Turkey Stuffing

It’s way too early to think about Thanksgiving or Christmas, I know. But this, a recipe for the stuffing inside your holiday bird, really is delicious at any time of year — and it’s a great way to use that bit of French baguette you didn’t eat the other day. Frugal cooks, here’s one for you.

You can use it either as stuffing or dressing — the term for stuffing that you cook and serve on its own. And as a dressing, it works great alongside many types of meat, from turkey cutlets to pork sausages.

1 chicken bouillon cube
2 Tbsp. butter
1 onion, roughly chopped
3 celery stalks, roughly chopped
Salt and pepper to taste
2 short *stale* French baguettes (in America, you can use 1 bag Pepperidge Farm Herb Stuffing) — or use the equivalent in stale bread
1 tsp. each sage, oregano, ginger, rosemary, marjoram, thyme, white pepper, and celery seed
2 eggs

If making this as a dressing, preheat oven to 350F/175C.
Dissolve bouillon cube in 1 1/2 cups water and set aside.

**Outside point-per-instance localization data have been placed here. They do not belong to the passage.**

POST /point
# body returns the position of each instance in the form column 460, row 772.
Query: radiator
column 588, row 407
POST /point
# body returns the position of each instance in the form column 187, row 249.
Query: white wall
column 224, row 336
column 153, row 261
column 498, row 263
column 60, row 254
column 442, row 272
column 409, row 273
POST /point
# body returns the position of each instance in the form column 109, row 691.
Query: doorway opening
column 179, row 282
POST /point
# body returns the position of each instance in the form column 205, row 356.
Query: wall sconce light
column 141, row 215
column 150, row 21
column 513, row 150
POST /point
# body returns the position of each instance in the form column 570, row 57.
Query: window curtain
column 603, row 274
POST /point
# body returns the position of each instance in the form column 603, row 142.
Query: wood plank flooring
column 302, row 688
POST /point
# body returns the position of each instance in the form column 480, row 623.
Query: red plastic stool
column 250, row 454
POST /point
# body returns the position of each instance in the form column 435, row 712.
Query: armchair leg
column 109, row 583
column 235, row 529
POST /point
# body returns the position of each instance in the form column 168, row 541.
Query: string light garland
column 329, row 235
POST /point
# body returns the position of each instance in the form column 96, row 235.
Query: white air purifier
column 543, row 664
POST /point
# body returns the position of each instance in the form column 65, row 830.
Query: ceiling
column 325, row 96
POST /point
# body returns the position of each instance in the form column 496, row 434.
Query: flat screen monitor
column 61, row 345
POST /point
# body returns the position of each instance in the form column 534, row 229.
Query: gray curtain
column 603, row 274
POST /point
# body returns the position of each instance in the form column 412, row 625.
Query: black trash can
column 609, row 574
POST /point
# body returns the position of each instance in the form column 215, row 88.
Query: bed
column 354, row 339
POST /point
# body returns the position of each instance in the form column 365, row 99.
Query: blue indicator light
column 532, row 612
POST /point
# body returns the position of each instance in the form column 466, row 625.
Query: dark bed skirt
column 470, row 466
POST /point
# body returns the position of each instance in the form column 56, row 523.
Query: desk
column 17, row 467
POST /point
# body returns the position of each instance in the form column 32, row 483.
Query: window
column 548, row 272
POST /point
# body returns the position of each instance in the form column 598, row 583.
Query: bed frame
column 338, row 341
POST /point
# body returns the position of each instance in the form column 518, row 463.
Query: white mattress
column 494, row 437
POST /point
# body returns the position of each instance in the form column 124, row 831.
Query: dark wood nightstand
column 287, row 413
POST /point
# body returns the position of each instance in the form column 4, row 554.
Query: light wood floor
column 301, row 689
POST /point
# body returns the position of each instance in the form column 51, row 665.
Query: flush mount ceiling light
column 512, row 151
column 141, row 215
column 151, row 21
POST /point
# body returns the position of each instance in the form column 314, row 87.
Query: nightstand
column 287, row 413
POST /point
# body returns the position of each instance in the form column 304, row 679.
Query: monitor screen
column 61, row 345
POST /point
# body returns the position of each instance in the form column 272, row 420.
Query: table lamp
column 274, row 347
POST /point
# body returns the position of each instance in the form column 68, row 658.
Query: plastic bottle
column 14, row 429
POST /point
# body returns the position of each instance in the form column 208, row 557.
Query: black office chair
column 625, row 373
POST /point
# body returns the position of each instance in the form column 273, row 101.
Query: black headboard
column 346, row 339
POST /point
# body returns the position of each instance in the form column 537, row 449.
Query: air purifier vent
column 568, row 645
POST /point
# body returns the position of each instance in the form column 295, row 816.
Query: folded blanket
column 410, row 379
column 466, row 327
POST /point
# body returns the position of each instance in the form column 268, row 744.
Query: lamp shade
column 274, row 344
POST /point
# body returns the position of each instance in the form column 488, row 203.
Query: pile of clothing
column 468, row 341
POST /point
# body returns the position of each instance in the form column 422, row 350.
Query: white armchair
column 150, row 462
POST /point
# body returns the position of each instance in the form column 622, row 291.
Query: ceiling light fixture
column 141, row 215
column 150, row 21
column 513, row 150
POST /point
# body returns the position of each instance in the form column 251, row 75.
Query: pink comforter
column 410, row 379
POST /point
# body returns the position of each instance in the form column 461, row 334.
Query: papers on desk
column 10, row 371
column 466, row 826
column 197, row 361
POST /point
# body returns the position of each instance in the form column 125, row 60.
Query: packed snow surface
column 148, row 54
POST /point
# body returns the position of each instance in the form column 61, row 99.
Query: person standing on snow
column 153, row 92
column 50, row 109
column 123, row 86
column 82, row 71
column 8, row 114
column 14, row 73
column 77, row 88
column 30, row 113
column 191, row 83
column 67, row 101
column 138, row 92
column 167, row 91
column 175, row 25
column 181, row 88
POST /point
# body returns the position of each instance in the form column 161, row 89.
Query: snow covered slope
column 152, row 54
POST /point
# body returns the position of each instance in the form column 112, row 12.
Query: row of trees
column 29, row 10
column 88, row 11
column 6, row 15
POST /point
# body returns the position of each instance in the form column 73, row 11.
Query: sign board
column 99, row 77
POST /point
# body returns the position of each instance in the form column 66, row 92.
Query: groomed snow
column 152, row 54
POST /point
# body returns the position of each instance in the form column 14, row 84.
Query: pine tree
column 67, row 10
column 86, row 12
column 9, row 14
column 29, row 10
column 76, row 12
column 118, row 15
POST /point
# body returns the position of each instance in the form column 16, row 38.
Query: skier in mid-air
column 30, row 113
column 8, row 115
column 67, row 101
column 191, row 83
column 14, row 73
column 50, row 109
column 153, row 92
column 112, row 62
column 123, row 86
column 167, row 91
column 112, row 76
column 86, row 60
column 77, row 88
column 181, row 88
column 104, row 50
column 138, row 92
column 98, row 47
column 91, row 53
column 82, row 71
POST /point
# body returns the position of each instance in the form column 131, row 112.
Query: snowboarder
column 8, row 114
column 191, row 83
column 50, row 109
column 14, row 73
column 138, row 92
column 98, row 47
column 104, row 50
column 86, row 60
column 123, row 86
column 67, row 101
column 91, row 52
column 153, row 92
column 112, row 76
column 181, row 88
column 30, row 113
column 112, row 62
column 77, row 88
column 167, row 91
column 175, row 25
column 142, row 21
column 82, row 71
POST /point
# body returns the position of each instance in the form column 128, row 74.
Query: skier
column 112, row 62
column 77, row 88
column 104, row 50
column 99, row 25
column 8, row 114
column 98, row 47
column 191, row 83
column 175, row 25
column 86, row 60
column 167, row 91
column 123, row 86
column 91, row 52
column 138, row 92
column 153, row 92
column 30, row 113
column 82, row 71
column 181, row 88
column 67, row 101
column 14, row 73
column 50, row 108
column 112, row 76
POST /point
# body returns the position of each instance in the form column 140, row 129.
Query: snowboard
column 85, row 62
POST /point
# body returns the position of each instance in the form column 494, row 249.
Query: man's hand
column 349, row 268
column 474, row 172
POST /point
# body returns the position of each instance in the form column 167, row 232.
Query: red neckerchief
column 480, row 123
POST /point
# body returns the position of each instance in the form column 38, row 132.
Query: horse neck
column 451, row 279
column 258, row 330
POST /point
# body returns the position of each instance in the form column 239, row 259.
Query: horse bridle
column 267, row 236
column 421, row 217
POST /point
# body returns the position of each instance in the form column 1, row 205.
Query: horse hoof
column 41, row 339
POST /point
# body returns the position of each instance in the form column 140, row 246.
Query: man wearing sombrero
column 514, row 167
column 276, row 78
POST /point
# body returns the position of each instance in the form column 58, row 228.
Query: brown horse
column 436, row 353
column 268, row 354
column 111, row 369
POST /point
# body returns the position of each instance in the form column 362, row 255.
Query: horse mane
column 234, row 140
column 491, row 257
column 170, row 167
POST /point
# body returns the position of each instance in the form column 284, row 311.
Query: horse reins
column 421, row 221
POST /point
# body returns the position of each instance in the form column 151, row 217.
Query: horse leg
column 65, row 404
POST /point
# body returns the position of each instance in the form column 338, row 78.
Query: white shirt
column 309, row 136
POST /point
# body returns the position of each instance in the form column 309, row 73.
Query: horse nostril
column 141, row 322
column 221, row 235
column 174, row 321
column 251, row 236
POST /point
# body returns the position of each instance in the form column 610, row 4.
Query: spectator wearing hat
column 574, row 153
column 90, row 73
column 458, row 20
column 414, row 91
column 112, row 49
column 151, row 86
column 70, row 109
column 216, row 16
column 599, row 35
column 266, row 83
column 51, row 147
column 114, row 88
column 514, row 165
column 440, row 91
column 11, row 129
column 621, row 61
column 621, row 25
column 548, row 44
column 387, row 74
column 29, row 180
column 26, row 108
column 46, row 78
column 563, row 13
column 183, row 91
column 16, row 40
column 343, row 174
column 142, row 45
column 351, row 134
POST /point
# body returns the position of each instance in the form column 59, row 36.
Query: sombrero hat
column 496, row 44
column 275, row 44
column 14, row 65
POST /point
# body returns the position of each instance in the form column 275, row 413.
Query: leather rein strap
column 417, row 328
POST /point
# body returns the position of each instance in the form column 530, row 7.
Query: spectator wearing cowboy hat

Melt butter in medium saucepan. Saute onion and celery until onion is transparent. Add salt and pepper to taste.

Put celery mixture in large bowl and add bread and herbs. Combine with wooden spoon. Add eggs.

Add the chicken broth a small amount at a time. Make sure the mixture doesn’t “glop” together; rather, make sure the stuffing still separates when mixed. (You may not need to use all of the broth.)

To serve as turkey dressing, place mixture in casserole dish and bake, uncovered, for 30 minutes. To serve as stuffing, place inside bird.